The idea described here is about adding the Authorization HTTP header to a Parse Query call. As an auth token, like a JWT Bearer token, is short lived, it changes quite frequently, potentially up to every request. The existing solution to set the Auth info via CoreManager is cumbersome to use as it sets those values globally and you have to reset them after the request to not reuse it accidentally - and potentially leak it / use it in the wrong context (cloud context). The proposed change does not require any change in parse-server - the SDK simply adds another header to this particular request. The SDK does not know why or what it is for, and it fully depends on server side implementation how to handle it. parse-server has - to my knowledge - no default handling for Authorization header so this would have no affect if user sets it but has no corresponding server side implementation.

As proposed in my other comment, I am open for implementing this in a more general fashion as customHeaders option. Then it is not directly connected to auth topics - just a way to pass custom HTTP headers to Parse Query calls.

[mtrezza]

it is not directly connected to auth topics - just a way to pass custom HTTP headers to Parse Query calls.

So it's like #1014 but you want to set custom headers as a request (query) parameter? If so, I think we can leverage existing logic (e.g. allow-listing custom headers server side).

[stephannielsen]

Yes. It is like #1014 but I absolutely want to avoid using CoreManager for this in Cloud functions. The server-side is not really affected by this, accept that the header you sent must be in the list of allowed headers for CORS - but that's always the case for any custom header...

Our users authenticate via JWT token (provided by an Azure service) and Parse.User objects have no related session in our setup - as the JWT token is validated on each request. This works fine to to restrict access to cloud functions. But now, we want to run queries via the JS SDK in the cloud function within the user context, because we also want to use ACLs. Normally, you could pass the user's session token as option, which is then added as a HTTP header by the SDK for the request. But we do not have a session token. It would work fine though if I could simply add the user's JWT token (which is available in the cloud function request) to the HTTP call of the query inside the cloud function - just like the session token.

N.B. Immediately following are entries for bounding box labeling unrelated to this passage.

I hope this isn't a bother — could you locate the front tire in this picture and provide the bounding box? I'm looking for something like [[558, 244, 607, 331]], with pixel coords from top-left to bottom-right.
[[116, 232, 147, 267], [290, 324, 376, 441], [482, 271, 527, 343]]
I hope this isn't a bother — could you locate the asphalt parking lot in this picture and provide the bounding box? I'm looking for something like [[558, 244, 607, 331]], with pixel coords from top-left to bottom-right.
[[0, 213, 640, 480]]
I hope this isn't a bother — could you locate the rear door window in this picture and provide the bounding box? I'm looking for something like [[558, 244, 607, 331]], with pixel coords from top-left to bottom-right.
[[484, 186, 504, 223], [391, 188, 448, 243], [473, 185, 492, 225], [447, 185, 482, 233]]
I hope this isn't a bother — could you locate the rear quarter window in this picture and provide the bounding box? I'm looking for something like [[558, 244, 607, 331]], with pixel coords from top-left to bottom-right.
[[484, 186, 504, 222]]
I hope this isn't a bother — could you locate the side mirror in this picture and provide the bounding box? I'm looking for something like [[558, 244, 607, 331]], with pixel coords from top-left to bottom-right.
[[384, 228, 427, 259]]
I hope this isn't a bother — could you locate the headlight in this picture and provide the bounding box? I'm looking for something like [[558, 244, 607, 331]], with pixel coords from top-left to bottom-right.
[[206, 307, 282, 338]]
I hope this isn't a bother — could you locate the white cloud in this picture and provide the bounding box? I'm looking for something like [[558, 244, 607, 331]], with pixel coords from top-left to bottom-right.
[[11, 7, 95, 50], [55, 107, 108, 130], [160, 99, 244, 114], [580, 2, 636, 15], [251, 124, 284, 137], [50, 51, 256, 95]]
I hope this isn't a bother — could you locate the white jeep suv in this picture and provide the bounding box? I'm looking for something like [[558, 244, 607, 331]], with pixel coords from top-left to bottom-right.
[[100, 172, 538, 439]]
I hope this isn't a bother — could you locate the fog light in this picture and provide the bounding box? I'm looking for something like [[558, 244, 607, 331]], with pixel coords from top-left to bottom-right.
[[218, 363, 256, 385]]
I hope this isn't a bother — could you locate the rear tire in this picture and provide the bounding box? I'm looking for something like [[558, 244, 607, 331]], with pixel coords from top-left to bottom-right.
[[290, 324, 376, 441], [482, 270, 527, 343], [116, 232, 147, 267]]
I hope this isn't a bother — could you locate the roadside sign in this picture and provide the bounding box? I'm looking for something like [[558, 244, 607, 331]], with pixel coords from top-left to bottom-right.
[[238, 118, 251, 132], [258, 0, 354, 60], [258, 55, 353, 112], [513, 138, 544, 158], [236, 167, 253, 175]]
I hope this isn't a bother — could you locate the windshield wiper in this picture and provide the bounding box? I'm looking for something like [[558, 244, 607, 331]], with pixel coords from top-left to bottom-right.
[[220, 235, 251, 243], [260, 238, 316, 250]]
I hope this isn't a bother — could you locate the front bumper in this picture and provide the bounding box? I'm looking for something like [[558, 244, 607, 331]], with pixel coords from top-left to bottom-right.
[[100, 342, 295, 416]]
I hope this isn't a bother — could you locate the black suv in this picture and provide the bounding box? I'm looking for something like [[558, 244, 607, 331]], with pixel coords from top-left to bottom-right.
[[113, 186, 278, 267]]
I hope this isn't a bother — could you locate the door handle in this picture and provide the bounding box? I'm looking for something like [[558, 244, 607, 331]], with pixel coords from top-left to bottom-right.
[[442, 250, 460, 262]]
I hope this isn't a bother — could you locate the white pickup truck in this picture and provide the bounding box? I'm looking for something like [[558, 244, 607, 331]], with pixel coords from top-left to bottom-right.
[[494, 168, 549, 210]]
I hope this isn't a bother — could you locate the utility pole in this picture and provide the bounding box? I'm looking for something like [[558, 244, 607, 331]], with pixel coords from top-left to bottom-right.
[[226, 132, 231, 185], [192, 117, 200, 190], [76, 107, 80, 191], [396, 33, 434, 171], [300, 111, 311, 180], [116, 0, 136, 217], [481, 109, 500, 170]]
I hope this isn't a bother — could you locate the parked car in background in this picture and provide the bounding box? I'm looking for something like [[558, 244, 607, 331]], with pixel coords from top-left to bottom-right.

As the user context is different for each Cloud function run, we don't want to user CoreManager to set the token before running a query - because we would have to reset this every time after the query. If you forget to reset the token, the token of user A might be added to a request of user B - because it is set globally in the JS SDK. It should only be used on that one query request (or if we use batch request like findAll, on all requests involved).

Probably, I could also use the user's JWT token as session token and implement a workaround on server side with a request interceptor/middleware that takes x-parse-session-token value and adds it as authorization header - but that's just a hack to work around Parse missing functionality here.

[mtrezza]

Got it I think it makes sense.

[mtrezza]

Got it I think it makes sense.

[stephannielsen]

Cool, which proposal do you see more fitting? In #1529 I chose the simple way now but even supporting any custom headers wouldn't be much work. I am just not sure if it's really needed here for now.

[mtrezza]

If a more general custom header option would make a specific custom auth header option unnecessary, we should probably go for the general option:

• It's more universal and of greater benefit
• If someone implements the custom header option in the future:
  • We'd have duplicate logic
  • We couldn't easily remove the auth header option because it was a breaking change
  • We'd need to create additional logic and/or it creates ambiguity if both are set

[stephannielsen]

Yep, I see the benefits. I will update the PR accordingly.

[mtrezza]

Amazing, if you need any support, please request!